Picking a good hero camera
MOVON picks the hero on its own, but the choice is worth understanding. What makes a clip a good reference, and when to override the pick.
The hero camera is the one every other camera matches to. Its look becomes the timeline's look. MOVON picks it for you when you hit Analyze, but it is worth knowing what makes a good hero, both so you can trust the pick and so you know when to change it.
What the hero actually is
The hero is not the "best" camera in some abstract sense, and not necessarily the most expensive body on the shoot. It is the camera whose footage you want everything else to look like.
Every other clip gets nudged toward the hero's color. So whatever the hero carries (good or bad) propagates across the whole timeline.
What makes a clip a good hero
- Clean, neutral whites. A clip with a true white or a neutral gray gives the match a solid anchor. If the hero has a color cast nobody noticed, that cast becomes the timeline's cast.
- Correct exposure. A well-exposed hero (shadows with detail, highlights not clipped) gives the match the full signal to work with. An underexposed or blown hero passes its weaknesses on.
- Representative lighting. The hero should reflect the look you want most of the project to have. If most of the film is a warm interior, a hero from the one cold exterior scene will pull everything the wrong way.
- A forgiving sensor. A larger-sensor camera with a wide gamut usually makes a more flexible hero than a small-sensor one. There is more color information to match toward.
How MOVON picks it
When MOVON analyzes the timeline, it groups the clips by camera and evaluates each group's color characteristics. It picks the group that makes the most stable, neutral reference for the rest, on its own, without needing you to tag anything.
Most of the time, that pick is the one you would have made. The point of the auto-pick is to skip the busywork, not to take the decision away from you.
When to override the pick
Change the hero when:
- You have a creative reason. Maybe the technically-cleanest camera is not the look you want. The drone's exterior might be the feel of the whole piece. Promote it.

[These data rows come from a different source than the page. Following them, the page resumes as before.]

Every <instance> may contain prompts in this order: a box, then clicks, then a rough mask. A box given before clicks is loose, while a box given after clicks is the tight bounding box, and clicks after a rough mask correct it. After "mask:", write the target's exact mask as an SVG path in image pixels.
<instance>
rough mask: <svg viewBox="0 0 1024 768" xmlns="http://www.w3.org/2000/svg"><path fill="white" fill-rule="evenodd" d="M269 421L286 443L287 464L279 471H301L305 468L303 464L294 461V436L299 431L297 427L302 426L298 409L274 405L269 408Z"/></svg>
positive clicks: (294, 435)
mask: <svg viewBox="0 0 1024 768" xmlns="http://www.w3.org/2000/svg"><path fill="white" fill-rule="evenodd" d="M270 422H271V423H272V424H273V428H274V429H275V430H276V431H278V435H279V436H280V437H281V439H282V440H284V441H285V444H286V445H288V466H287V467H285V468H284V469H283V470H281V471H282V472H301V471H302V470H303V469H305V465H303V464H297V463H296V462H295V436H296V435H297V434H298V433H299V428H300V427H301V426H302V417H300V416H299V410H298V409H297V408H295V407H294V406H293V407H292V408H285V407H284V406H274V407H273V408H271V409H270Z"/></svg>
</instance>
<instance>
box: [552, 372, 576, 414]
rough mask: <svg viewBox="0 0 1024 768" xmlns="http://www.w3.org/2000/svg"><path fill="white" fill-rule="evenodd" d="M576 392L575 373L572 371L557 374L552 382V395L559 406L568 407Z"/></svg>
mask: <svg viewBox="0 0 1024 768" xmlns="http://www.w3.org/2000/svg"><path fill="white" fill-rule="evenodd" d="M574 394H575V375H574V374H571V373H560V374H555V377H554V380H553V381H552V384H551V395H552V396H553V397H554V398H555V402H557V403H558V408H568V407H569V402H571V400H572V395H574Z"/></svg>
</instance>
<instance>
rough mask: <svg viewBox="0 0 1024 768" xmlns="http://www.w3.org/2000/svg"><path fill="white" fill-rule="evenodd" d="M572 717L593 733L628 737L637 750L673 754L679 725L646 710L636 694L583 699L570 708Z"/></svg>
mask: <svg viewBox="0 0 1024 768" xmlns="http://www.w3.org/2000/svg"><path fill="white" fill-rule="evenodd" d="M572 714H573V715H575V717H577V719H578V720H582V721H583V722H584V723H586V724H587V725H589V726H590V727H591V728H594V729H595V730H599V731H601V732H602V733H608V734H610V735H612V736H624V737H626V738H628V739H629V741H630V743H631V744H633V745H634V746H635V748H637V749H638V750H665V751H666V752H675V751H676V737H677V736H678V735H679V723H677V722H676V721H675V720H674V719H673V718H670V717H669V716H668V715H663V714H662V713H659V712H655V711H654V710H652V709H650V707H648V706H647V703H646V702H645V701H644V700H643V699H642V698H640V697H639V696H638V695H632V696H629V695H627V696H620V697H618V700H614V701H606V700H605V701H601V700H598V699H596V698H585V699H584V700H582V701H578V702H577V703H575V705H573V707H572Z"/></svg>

- The auto-picked hero has a cast you can see. If you know a clip better than the model does, trust your eye. Pick a cleaner reference.
- One camera carried the project. If the A-cam shot 80% of the timeline, matching the rest to it keeps the most footage untouched, sometimes worth choosing even over a marginally cleaner clip.
Overriding takes one click in the panel. MOVON re-runs the match against your choice.
The short version
A good hero has clean whites, honest exposure, and the look you want to keep. MOVON will usually pick it for you, and when it doesn't, you will know, because you know your footage. The auto-pick is a starting point, not a verdict.